Herausforderungen meistern
Bei niedermolekularen Heparinen zeigt sich eine Abhängigkeit vom mittleren Molekulargewicht. So werden Präparate mit niedrigem Molekulargewicht stärker renal eliminiert. Fondaparinux ist bei stark eingeschränkter Nierenfunktion kontraindiziert; für andere Präparate werden individuelle Dosisanpassungen und Vorsichtsmaßnahmen empfohlen.
Dabigatran darf ebenfalls bei stark eingeschränkter Nierenfunktion nicht eingesetzt werden. Da in den meisten Zulassungsstudien (z. B. Apixaban, Rivaroxaban, Edoxaban) Patient:innen mit stark eingeschränkter Nierenfunktion (Kreatinin-Clearance < 30 ml/min) ausgeschlossen wurden, sind die Erfahrungen für diese Patient:innengruppe begrenzt und ein Einsatz wird nur unter besonderer Vorsicht empfohlen. Apixaban zeigt in dieser Gruppe den geringsten Effekt einer Nierenfunktionsstörung auf die Wirkspiegel.
VKA (Phenprocoumon, Warfarin) sind, mutmaßlich aufgrund des besonderen Blutungsrisikos und erhöhter Rate vaskulärer Komplikationen, bei schwerer Niereninsuffizienz kontraindiziert.
Während einer gerinnungshemmenden Therapie sollte die Nierenfunktion regelmäßig anhand einer Bestimmung des Serum-Kreatinins oder der glomerulären Filtrationsrate überwacht und Medikament sowie Dosierung bei Bedarf angepasst werden.
Anwendung von Antikoagulanzien in der VTE-Prophylaxe bei eingeschränkter Nierenfunktion gemäß aktueller Fachinformation.
Sicherheit im Blick
Die möglicherweise veränderte Arzneimittel-Pharmakodynamik sollte auch bei der Bewertung potenzieller Arzneimittelinteraktionen berücksichtigt werden, da Polypharmazie insbesondere bei älteren Patient:innen eine Rolle spielt.2 Zu beachten sind neben einer Beeinflussung der Nierenfunktion auch direkte Effekte auf Wirkung und Metabolismus der Gerinnungshemmer.
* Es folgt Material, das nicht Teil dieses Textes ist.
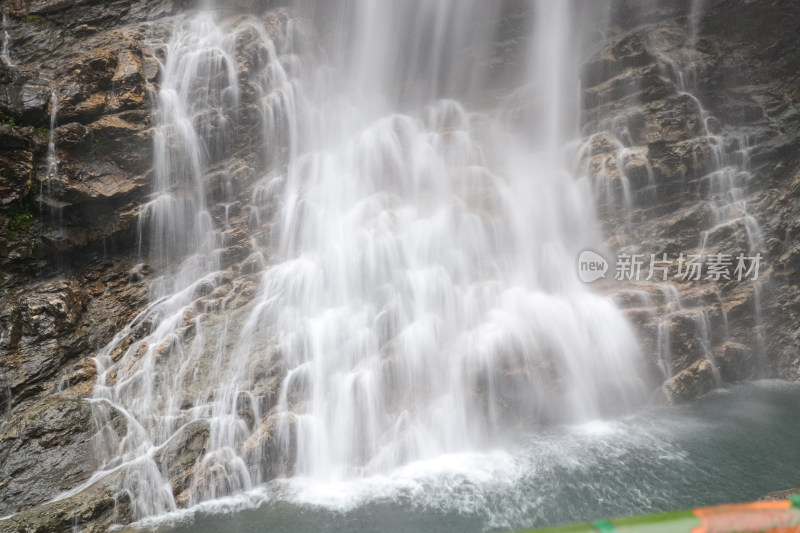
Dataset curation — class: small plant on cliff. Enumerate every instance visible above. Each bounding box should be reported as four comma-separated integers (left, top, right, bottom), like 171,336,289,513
8,213,33,237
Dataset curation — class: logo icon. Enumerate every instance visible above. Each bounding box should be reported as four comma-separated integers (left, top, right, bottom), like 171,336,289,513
578,250,608,283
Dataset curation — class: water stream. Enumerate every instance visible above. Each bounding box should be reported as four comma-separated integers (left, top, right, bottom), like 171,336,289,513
72,0,792,530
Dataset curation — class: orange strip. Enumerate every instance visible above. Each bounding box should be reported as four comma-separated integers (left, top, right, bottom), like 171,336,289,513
692,500,800,533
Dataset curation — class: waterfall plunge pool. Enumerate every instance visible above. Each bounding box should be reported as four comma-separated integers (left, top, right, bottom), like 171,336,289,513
126,381,800,533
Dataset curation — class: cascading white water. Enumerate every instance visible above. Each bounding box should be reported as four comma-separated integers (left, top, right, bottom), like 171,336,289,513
90,0,643,517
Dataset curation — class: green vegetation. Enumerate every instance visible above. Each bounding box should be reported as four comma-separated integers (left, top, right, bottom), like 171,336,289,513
8,213,33,237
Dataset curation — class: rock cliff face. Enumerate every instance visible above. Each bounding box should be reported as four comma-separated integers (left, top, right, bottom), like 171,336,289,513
0,0,800,531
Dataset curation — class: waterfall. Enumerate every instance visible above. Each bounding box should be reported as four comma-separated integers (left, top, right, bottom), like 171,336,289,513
91,0,643,518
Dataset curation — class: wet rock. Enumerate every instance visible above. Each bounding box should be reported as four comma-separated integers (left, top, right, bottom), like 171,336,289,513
662,359,715,403
0,396,110,512
0,472,132,533
714,342,756,382
154,420,211,499
0,281,89,403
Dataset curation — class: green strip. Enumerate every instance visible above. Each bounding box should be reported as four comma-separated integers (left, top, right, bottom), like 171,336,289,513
592,520,618,533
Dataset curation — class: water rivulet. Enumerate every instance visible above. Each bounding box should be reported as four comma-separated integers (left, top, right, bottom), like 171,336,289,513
83,0,646,518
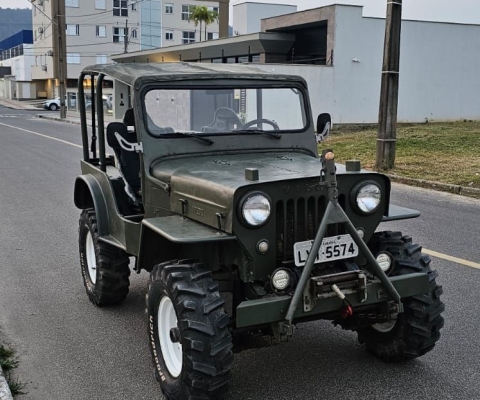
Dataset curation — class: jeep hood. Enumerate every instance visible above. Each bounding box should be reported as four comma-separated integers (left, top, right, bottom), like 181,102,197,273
151,152,350,232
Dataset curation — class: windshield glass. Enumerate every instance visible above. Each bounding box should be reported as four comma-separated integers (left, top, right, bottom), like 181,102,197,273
144,88,307,137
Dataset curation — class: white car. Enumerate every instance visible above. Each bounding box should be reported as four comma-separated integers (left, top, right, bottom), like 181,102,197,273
43,97,60,111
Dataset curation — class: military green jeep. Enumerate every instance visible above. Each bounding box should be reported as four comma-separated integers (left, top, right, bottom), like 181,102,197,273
74,63,444,399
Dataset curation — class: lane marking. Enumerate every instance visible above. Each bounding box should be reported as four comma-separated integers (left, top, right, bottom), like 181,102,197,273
0,122,83,149
422,249,480,269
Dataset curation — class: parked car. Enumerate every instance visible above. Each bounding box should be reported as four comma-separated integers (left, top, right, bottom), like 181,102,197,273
43,97,60,111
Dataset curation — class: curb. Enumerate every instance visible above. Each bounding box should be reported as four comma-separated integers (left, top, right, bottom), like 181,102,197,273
36,114,80,125
387,174,480,199
0,367,13,400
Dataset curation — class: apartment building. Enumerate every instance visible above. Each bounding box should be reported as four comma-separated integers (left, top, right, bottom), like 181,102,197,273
0,30,36,99
32,0,142,101
140,0,220,50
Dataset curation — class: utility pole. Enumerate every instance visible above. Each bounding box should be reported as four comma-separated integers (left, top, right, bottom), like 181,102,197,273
375,0,402,170
51,0,67,119
123,19,128,53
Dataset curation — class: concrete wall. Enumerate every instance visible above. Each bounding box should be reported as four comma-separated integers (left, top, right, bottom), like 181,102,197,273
233,2,297,35
332,6,480,123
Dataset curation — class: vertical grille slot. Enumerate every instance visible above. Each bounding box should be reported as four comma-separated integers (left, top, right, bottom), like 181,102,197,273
276,197,326,261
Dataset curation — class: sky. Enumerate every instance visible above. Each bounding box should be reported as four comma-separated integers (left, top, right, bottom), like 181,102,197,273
0,0,480,24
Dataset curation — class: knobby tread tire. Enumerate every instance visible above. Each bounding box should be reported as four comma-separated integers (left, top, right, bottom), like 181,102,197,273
358,232,445,362
79,209,130,306
146,260,233,400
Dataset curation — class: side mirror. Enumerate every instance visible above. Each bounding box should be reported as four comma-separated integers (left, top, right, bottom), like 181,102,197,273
315,113,332,143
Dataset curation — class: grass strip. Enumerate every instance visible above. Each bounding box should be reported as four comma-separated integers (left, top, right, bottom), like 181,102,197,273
321,121,480,188
0,346,25,396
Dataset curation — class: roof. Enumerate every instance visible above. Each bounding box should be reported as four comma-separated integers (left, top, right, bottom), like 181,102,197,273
83,62,304,88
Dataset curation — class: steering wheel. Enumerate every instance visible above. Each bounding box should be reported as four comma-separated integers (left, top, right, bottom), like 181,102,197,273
239,118,280,131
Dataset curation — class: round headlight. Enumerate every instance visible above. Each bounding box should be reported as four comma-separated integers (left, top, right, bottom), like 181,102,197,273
355,183,382,214
242,193,271,226
272,269,290,290
376,252,392,272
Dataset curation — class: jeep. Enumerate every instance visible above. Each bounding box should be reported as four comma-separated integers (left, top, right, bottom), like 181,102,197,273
74,63,444,399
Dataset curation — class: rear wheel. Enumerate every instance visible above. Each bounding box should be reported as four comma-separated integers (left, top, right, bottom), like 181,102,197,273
146,261,233,400
79,209,130,306
358,232,445,362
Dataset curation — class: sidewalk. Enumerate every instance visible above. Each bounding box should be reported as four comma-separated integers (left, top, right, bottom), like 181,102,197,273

Individuelle Wünsche im Wandel
Bei Polypharmazie befürchten viele Betroffene mögliche Nebenwirkungen, weshalb immer häufiger der Wunsch nach einer „natürlicheren“ Behandlung besteht. Aber stellen natürliche Heilmittel wirklich eine valide Alternative zur herkömmlichen Antikoagulation mit Arzneimitteln dar? Mehr dazu erfahren Sie im nächsten Beitrag.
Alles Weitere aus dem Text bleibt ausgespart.